Kim, K. Y., & Mancano, M. A. (2003). Fenofibrate potentiates warfarin effects. Annals of Pharmacotherapy, 37(2), 212-215.

Liebowitz, M. R., Gorman, J. M., Fyer, A. J., Campeas, R. B., Levin, A. P., Sandberg, D., … & Goetz, D. (1988). Pharmacotherapy of social phobia: An interim report of a placebo-controlled comparison of phenelzine and atenolol. The Journal of clinical psychiatry.

Henry, R. R., Murray, A. V., Marmolejo, M. H., Hennicken, D., Ptaszynska, A., & List, J. F. (2012).
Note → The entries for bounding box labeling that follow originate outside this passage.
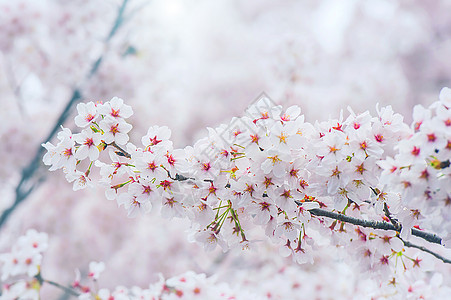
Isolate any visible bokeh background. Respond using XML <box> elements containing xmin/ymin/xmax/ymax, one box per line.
<box><xmin>0</xmin><ymin>0</ymin><xmax>451</xmax><ymax>299</ymax></box>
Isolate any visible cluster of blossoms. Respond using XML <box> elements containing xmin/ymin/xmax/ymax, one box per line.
<box><xmin>43</xmin><ymin>88</ymin><xmax>451</xmax><ymax>292</ymax></box>
<box><xmin>0</xmin><ymin>229</ymin><xmax>258</xmax><ymax>300</ymax></box>
<box><xmin>0</xmin><ymin>229</ymin><xmax>48</xmax><ymax>300</ymax></box>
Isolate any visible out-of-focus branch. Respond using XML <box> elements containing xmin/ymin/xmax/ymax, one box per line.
<box><xmin>0</xmin><ymin>0</ymin><xmax>128</xmax><ymax>227</ymax></box>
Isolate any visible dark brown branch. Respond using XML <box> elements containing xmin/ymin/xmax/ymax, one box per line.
<box><xmin>306</xmin><ymin>207</ymin><xmax>442</xmax><ymax>244</ymax></box>
<box><xmin>0</xmin><ymin>0</ymin><xmax>128</xmax><ymax>227</ymax></box>
<box><xmin>108</xmin><ymin>142</ymin><xmax>132</xmax><ymax>158</ymax></box>
<box><xmin>400</xmin><ymin>238</ymin><xmax>451</xmax><ymax>264</ymax></box>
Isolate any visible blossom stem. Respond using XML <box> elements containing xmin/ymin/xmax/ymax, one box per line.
<box><xmin>0</xmin><ymin>0</ymin><xmax>132</xmax><ymax>227</ymax></box>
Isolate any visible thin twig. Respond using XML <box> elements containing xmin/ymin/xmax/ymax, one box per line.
<box><xmin>44</xmin><ymin>279</ymin><xmax>80</xmax><ymax>297</ymax></box>
<box><xmin>109</xmin><ymin>142</ymin><xmax>132</xmax><ymax>158</ymax></box>
<box><xmin>309</xmin><ymin>208</ymin><xmax>442</xmax><ymax>244</ymax></box>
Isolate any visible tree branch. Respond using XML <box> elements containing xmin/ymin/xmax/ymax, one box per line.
<box><xmin>306</xmin><ymin>207</ymin><xmax>442</xmax><ymax>244</ymax></box>
<box><xmin>399</xmin><ymin>238</ymin><xmax>451</xmax><ymax>264</ymax></box>
<box><xmin>0</xmin><ymin>0</ymin><xmax>128</xmax><ymax>228</ymax></box>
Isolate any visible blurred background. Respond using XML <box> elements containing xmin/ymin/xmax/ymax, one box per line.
<box><xmin>0</xmin><ymin>0</ymin><xmax>451</xmax><ymax>299</ymax></box>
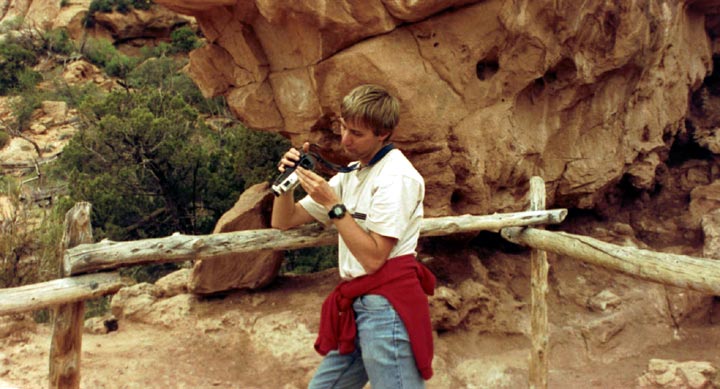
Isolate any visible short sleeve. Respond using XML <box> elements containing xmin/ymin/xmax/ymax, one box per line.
<box><xmin>366</xmin><ymin>175</ymin><xmax>423</xmax><ymax>239</ymax></box>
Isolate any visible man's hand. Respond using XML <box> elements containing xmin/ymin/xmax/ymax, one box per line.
<box><xmin>278</xmin><ymin>142</ymin><xmax>310</xmax><ymax>173</ymax></box>
<box><xmin>295</xmin><ymin>167</ymin><xmax>340</xmax><ymax>210</ymax></box>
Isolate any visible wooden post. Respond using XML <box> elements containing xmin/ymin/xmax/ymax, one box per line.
<box><xmin>529</xmin><ymin>177</ymin><xmax>548</xmax><ymax>389</ymax></box>
<box><xmin>49</xmin><ymin>202</ymin><xmax>93</xmax><ymax>389</ymax></box>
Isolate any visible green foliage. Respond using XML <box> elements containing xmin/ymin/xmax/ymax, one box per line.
<box><xmin>132</xmin><ymin>0</ymin><xmax>154</xmax><ymax>10</ymax></box>
<box><xmin>88</xmin><ymin>0</ymin><xmax>114</xmax><ymax>14</ymax></box>
<box><xmin>0</xmin><ymin>38</ymin><xmax>41</xmax><ymax>95</ymax></box>
<box><xmin>54</xmin><ymin>75</ymin><xmax>287</xmax><ymax>240</ymax></box>
<box><xmin>0</xmin><ymin>176</ymin><xmax>64</xmax><ymax>288</ymax></box>
<box><xmin>170</xmin><ymin>26</ymin><xmax>200</xmax><ymax>53</ymax></box>
<box><xmin>88</xmin><ymin>0</ymin><xmax>153</xmax><ymax>14</ymax></box>
<box><xmin>83</xmin><ymin>38</ymin><xmax>118</xmax><ymax>67</ymax></box>
<box><xmin>0</xmin><ymin>130</ymin><xmax>10</xmax><ymax>149</ymax></box>
<box><xmin>83</xmin><ymin>38</ymin><xmax>140</xmax><ymax>78</ymax></box>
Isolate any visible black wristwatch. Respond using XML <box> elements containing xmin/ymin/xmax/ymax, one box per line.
<box><xmin>328</xmin><ymin>204</ymin><xmax>347</xmax><ymax>219</ymax></box>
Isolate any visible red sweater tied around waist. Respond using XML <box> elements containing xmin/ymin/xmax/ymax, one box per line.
<box><xmin>315</xmin><ymin>255</ymin><xmax>435</xmax><ymax>380</ymax></box>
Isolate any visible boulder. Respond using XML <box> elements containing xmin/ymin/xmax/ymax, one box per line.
<box><xmin>189</xmin><ymin>182</ymin><xmax>283</xmax><ymax>294</ymax></box>
<box><xmin>637</xmin><ymin>359</ymin><xmax>718</xmax><ymax>389</ymax></box>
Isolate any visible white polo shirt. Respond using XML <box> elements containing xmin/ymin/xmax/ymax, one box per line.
<box><xmin>300</xmin><ymin>149</ymin><xmax>425</xmax><ymax>279</ymax></box>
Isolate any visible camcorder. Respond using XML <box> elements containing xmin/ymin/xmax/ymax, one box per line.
<box><xmin>270</xmin><ymin>153</ymin><xmax>315</xmax><ymax>196</ymax></box>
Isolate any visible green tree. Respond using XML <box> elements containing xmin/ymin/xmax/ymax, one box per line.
<box><xmin>0</xmin><ymin>38</ymin><xmax>41</xmax><ymax>95</ymax></box>
<box><xmin>54</xmin><ymin>79</ymin><xmax>287</xmax><ymax>240</ymax></box>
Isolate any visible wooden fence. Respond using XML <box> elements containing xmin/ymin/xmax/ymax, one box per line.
<box><xmin>0</xmin><ymin>177</ymin><xmax>720</xmax><ymax>388</ymax></box>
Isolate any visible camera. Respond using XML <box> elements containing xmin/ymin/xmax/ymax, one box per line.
<box><xmin>270</xmin><ymin>153</ymin><xmax>315</xmax><ymax>196</ymax></box>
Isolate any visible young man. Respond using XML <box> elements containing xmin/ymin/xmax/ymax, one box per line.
<box><xmin>272</xmin><ymin>85</ymin><xmax>435</xmax><ymax>389</ymax></box>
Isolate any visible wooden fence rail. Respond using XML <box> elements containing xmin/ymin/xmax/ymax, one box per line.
<box><xmin>0</xmin><ymin>272</ymin><xmax>124</xmax><ymax>316</ymax></box>
<box><xmin>501</xmin><ymin>227</ymin><xmax>720</xmax><ymax>296</ymax></box>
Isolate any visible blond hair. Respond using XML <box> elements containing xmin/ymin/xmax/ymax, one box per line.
<box><xmin>340</xmin><ymin>84</ymin><xmax>400</xmax><ymax>135</ymax></box>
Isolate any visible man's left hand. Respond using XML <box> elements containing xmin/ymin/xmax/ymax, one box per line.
<box><xmin>295</xmin><ymin>166</ymin><xmax>340</xmax><ymax>209</ymax></box>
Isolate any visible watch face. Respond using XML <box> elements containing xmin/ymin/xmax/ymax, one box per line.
<box><xmin>329</xmin><ymin>204</ymin><xmax>346</xmax><ymax>219</ymax></box>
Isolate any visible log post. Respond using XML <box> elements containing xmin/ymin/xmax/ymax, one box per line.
<box><xmin>49</xmin><ymin>202</ymin><xmax>93</xmax><ymax>389</ymax></box>
<box><xmin>529</xmin><ymin>177</ymin><xmax>548</xmax><ymax>389</ymax></box>
<box><xmin>502</xmin><ymin>227</ymin><xmax>720</xmax><ymax>296</ymax></box>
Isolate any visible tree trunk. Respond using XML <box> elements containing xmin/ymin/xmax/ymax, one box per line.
<box><xmin>502</xmin><ymin>227</ymin><xmax>720</xmax><ymax>296</ymax></box>
<box><xmin>529</xmin><ymin>177</ymin><xmax>548</xmax><ymax>389</ymax></box>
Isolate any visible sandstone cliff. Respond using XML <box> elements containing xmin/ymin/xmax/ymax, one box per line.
<box><xmin>156</xmin><ymin>0</ymin><xmax>718</xmax><ymax>216</ymax></box>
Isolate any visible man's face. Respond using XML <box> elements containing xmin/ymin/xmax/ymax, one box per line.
<box><xmin>340</xmin><ymin>118</ymin><xmax>388</xmax><ymax>165</ymax></box>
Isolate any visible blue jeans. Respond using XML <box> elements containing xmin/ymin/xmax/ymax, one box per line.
<box><xmin>309</xmin><ymin>295</ymin><xmax>425</xmax><ymax>389</ymax></box>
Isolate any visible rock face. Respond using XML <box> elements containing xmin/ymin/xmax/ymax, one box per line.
<box><xmin>156</xmin><ymin>0</ymin><xmax>717</xmax><ymax>216</ymax></box>
<box><xmin>189</xmin><ymin>183</ymin><xmax>283</xmax><ymax>294</ymax></box>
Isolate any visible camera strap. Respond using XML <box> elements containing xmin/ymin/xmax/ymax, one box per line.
<box><xmin>308</xmin><ymin>143</ymin><xmax>395</xmax><ymax>173</ymax></box>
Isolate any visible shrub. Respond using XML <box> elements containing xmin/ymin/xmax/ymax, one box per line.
<box><xmin>0</xmin><ymin>39</ymin><xmax>39</xmax><ymax>95</ymax></box>
<box><xmin>88</xmin><ymin>0</ymin><xmax>113</xmax><ymax>14</ymax></box>
<box><xmin>170</xmin><ymin>26</ymin><xmax>200</xmax><ymax>53</ymax></box>
<box><xmin>0</xmin><ymin>131</ymin><xmax>10</xmax><ymax>149</ymax></box>
<box><xmin>83</xmin><ymin>38</ymin><xmax>118</xmax><ymax>67</ymax></box>
<box><xmin>132</xmin><ymin>0</ymin><xmax>154</xmax><ymax>10</ymax></box>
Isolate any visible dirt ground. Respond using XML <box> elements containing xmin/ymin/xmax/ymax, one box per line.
<box><xmin>0</xmin><ymin>266</ymin><xmax>720</xmax><ymax>389</ymax></box>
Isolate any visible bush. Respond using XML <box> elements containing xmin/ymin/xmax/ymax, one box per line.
<box><xmin>132</xmin><ymin>0</ymin><xmax>154</xmax><ymax>10</ymax></box>
<box><xmin>44</xmin><ymin>28</ymin><xmax>75</xmax><ymax>55</ymax></box>
<box><xmin>170</xmin><ymin>26</ymin><xmax>200</xmax><ymax>53</ymax></box>
<box><xmin>83</xmin><ymin>38</ymin><xmax>118</xmax><ymax>68</ymax></box>
<box><xmin>0</xmin><ymin>177</ymin><xmax>64</xmax><ymax>288</ymax></box>
<box><xmin>88</xmin><ymin>0</ymin><xmax>113</xmax><ymax>14</ymax></box>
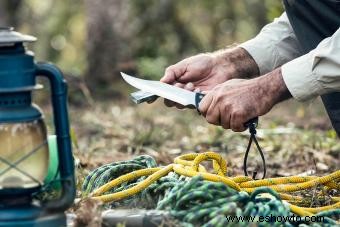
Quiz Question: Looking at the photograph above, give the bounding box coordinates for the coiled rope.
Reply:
[83,152,340,224]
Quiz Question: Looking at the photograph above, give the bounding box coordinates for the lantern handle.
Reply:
[35,62,76,210]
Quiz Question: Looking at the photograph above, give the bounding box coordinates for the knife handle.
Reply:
[195,93,259,128]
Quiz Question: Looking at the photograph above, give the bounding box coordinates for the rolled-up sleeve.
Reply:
[239,13,301,75]
[282,28,340,101]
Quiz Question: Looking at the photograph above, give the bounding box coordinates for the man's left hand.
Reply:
[199,68,291,132]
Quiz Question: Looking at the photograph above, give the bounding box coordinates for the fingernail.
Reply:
[185,82,194,89]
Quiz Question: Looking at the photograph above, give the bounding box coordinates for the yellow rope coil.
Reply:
[91,152,340,216]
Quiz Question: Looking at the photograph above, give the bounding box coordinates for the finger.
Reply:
[198,93,213,117]
[194,87,201,93]
[184,82,195,91]
[221,108,231,129]
[174,83,186,109]
[205,103,221,125]
[230,110,246,132]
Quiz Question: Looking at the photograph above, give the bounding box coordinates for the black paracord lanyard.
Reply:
[243,119,267,179]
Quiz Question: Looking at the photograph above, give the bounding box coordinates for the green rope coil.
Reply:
[82,155,340,227]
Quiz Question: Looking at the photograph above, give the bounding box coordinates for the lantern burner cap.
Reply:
[0,26,37,47]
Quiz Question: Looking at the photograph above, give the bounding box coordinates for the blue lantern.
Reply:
[0,28,75,226]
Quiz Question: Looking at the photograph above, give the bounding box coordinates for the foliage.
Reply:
[10,0,283,81]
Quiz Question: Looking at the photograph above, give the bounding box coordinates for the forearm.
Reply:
[212,47,259,79]
[254,67,292,106]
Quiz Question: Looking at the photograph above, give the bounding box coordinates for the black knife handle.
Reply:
[195,93,205,114]
[195,93,259,128]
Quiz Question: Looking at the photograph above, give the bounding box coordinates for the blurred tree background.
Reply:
[0,0,283,95]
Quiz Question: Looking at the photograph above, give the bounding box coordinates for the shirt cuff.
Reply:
[281,51,322,101]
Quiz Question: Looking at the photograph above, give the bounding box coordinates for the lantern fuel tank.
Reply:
[0,27,75,227]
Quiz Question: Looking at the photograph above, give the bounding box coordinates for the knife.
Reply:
[121,72,204,110]
[120,72,258,128]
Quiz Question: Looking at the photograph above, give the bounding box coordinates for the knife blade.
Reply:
[121,72,204,109]
[120,72,258,128]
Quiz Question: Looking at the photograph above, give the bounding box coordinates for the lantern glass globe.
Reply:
[0,119,49,189]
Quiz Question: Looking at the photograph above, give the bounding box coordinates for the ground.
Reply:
[51,92,340,226]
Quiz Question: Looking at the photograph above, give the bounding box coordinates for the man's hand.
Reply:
[161,47,258,107]
[199,68,291,132]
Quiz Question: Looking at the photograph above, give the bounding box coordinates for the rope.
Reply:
[83,152,340,226]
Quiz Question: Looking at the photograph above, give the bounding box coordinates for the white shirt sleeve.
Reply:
[239,13,301,75]
[282,28,340,101]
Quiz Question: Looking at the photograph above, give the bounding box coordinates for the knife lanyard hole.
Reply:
[243,123,267,180]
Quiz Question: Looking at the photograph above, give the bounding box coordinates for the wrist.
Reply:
[212,47,259,79]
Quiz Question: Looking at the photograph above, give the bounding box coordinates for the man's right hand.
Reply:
[161,47,258,108]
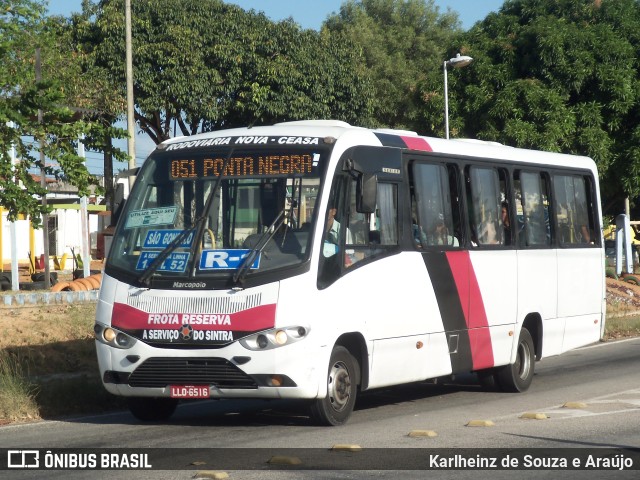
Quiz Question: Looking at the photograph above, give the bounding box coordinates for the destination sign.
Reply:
[136,252,190,272]
[169,152,320,180]
[124,207,178,228]
[142,230,194,248]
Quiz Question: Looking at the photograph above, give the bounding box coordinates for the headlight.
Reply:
[240,326,309,350]
[93,323,136,349]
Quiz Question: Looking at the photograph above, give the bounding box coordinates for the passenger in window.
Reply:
[322,205,352,257]
[501,202,512,245]
[478,216,499,245]
[412,218,427,248]
[428,214,458,247]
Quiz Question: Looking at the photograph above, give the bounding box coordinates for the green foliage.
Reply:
[324,0,459,132]
[423,0,640,214]
[86,0,371,143]
[0,0,123,227]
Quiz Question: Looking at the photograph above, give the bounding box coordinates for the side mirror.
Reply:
[356,173,378,213]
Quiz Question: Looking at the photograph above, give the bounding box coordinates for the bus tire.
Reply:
[127,397,178,422]
[497,327,536,393]
[311,346,358,426]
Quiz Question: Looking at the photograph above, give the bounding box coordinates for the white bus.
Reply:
[95,120,605,425]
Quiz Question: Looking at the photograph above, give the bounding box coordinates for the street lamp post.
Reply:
[442,53,473,140]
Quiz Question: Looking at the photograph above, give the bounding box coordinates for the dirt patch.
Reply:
[607,278,640,316]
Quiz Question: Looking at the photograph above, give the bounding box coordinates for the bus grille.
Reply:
[129,357,257,388]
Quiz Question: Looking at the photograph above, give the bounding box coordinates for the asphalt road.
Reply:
[0,338,640,480]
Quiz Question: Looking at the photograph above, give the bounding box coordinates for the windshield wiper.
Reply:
[233,206,287,286]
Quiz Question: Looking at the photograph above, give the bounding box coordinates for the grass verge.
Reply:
[0,350,40,424]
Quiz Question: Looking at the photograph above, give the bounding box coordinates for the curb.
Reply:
[0,290,99,306]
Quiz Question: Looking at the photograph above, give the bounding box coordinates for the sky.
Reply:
[49,0,504,171]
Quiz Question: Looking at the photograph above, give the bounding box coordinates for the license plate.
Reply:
[170,385,209,398]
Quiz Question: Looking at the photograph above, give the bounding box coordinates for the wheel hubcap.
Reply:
[329,362,351,412]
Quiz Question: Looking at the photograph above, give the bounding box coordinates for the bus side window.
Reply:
[411,163,460,249]
[553,175,596,246]
[515,172,551,247]
[467,166,504,246]
[344,180,398,267]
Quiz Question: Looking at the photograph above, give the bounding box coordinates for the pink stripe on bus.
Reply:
[400,136,433,152]
[446,251,494,370]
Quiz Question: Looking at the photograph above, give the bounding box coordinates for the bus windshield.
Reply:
[108,142,326,284]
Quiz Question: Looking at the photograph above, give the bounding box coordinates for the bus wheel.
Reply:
[497,328,536,392]
[127,397,178,422]
[311,347,358,426]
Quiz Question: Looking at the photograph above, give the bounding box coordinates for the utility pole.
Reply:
[124,0,136,191]
[31,47,51,290]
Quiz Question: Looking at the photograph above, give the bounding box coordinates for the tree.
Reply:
[423,0,640,211]
[324,0,459,132]
[0,0,127,228]
[85,0,371,143]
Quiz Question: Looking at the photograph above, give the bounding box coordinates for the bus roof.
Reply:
[159,120,596,172]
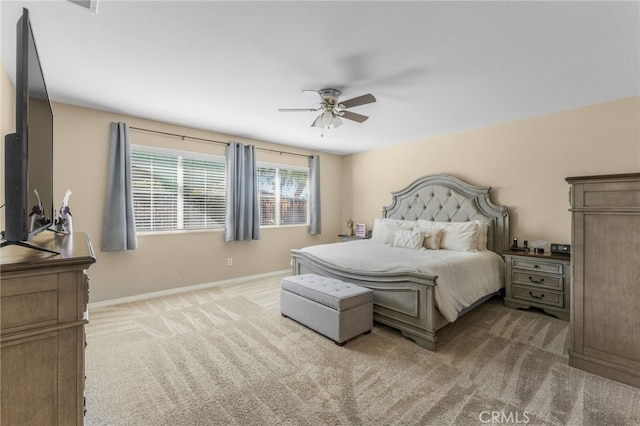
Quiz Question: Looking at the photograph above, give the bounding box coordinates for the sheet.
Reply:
[302,240,504,322]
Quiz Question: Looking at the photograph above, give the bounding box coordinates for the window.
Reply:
[131,145,225,231]
[131,145,309,231]
[258,163,309,226]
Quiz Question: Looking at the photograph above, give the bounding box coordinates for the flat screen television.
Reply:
[2,9,54,251]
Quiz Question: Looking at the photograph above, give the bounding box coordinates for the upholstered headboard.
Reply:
[382,174,509,254]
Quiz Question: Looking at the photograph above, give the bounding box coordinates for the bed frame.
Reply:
[291,174,509,350]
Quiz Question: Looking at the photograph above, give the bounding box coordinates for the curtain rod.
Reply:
[129,126,312,158]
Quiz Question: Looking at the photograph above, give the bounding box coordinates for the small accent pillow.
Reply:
[392,228,424,250]
[418,219,442,250]
[474,220,489,251]
[422,229,442,250]
[440,222,478,251]
[371,218,416,244]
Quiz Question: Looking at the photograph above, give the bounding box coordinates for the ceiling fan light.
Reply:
[311,114,322,129]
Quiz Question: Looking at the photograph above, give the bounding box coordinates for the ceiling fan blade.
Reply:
[278,108,320,112]
[302,89,322,103]
[339,111,369,123]
[338,93,376,108]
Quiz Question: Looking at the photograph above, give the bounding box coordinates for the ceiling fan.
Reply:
[278,89,376,129]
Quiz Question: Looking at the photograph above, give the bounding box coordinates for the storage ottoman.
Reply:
[280,274,373,346]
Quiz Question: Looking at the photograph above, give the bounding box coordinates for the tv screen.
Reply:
[4,9,54,242]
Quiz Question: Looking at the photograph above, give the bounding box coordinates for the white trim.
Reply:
[87,269,291,311]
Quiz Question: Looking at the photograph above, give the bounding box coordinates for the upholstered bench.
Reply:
[280,274,373,346]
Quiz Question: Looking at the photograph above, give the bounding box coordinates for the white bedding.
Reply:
[302,240,504,322]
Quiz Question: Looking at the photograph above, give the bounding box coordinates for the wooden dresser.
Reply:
[567,173,640,387]
[0,231,95,426]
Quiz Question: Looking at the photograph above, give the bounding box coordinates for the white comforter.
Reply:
[302,240,504,322]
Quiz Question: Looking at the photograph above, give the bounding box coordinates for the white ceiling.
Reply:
[0,0,640,154]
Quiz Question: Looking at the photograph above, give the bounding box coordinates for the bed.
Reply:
[291,174,509,350]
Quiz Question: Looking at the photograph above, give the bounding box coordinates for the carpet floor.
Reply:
[85,276,640,426]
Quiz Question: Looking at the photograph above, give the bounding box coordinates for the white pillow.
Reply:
[440,222,478,251]
[474,220,489,251]
[392,228,424,250]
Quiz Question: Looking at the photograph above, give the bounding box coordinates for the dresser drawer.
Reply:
[512,285,564,308]
[511,270,564,291]
[511,258,564,275]
[0,274,58,334]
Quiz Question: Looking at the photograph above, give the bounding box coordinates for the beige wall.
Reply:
[0,61,16,228]
[54,103,342,302]
[343,97,640,248]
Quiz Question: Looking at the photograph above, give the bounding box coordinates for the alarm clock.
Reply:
[551,243,571,254]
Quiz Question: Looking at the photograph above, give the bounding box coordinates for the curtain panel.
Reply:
[224,142,260,241]
[309,155,322,235]
[102,122,138,251]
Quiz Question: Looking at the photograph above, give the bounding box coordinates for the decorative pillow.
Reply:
[392,228,424,250]
[422,229,442,250]
[371,218,416,244]
[440,222,478,251]
[474,220,489,251]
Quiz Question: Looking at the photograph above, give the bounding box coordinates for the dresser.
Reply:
[0,231,95,426]
[504,251,571,321]
[567,173,640,387]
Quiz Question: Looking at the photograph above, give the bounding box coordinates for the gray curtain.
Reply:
[309,155,322,235]
[102,123,138,251]
[224,142,260,241]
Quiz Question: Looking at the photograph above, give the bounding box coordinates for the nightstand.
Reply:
[503,251,571,321]
[338,234,371,243]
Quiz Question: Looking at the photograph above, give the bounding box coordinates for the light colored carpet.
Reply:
[85,277,640,425]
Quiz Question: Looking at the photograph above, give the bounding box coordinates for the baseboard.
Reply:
[88,269,291,310]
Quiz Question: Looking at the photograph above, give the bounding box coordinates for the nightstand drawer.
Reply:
[511,257,564,275]
[513,285,564,308]
[511,270,564,291]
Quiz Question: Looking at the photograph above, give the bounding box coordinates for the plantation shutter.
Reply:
[182,158,225,229]
[131,150,178,231]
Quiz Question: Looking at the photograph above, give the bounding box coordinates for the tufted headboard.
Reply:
[382,174,509,254]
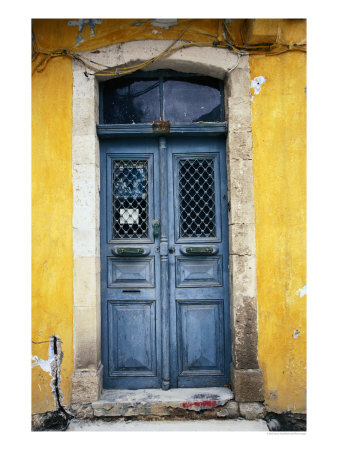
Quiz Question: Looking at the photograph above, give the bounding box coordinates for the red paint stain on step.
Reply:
[181,400,216,409]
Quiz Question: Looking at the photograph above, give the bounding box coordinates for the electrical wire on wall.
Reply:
[32,19,306,78]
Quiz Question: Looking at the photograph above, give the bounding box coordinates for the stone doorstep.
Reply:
[92,387,234,417]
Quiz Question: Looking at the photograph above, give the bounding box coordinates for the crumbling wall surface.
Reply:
[31,52,73,414]
[250,21,306,413]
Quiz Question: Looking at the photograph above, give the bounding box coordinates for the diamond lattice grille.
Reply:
[113,160,148,239]
[179,159,216,238]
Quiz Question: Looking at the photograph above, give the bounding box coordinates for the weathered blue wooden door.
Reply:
[101,136,230,389]
[168,136,230,387]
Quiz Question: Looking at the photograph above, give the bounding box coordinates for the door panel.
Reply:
[108,301,156,377]
[101,136,230,389]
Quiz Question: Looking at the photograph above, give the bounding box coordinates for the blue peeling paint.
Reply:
[251,75,266,95]
[68,19,102,45]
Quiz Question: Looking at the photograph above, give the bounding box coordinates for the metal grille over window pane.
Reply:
[113,160,148,239]
[179,159,216,238]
Dapagliflozin, metformin XR, or both: initial pharmacotherapy for type 2 diabetes, a randomised controlled trial. International journal of clinical practice, 66(5), 446-456.

Moretti, M. E., Rezvani, M., & Koren, G. (2008). Safety of glyburide for gestational diabetes: a meta-analysis of pregnancy outcomes. Annals of pharmacotherapy, 42(4), 483-490.

Lynch, M. E., & Watson, C. P. N. (2006). The pharmacotherapy of chronic pain: a review. Pain Research and Management, 11(1), 11-38.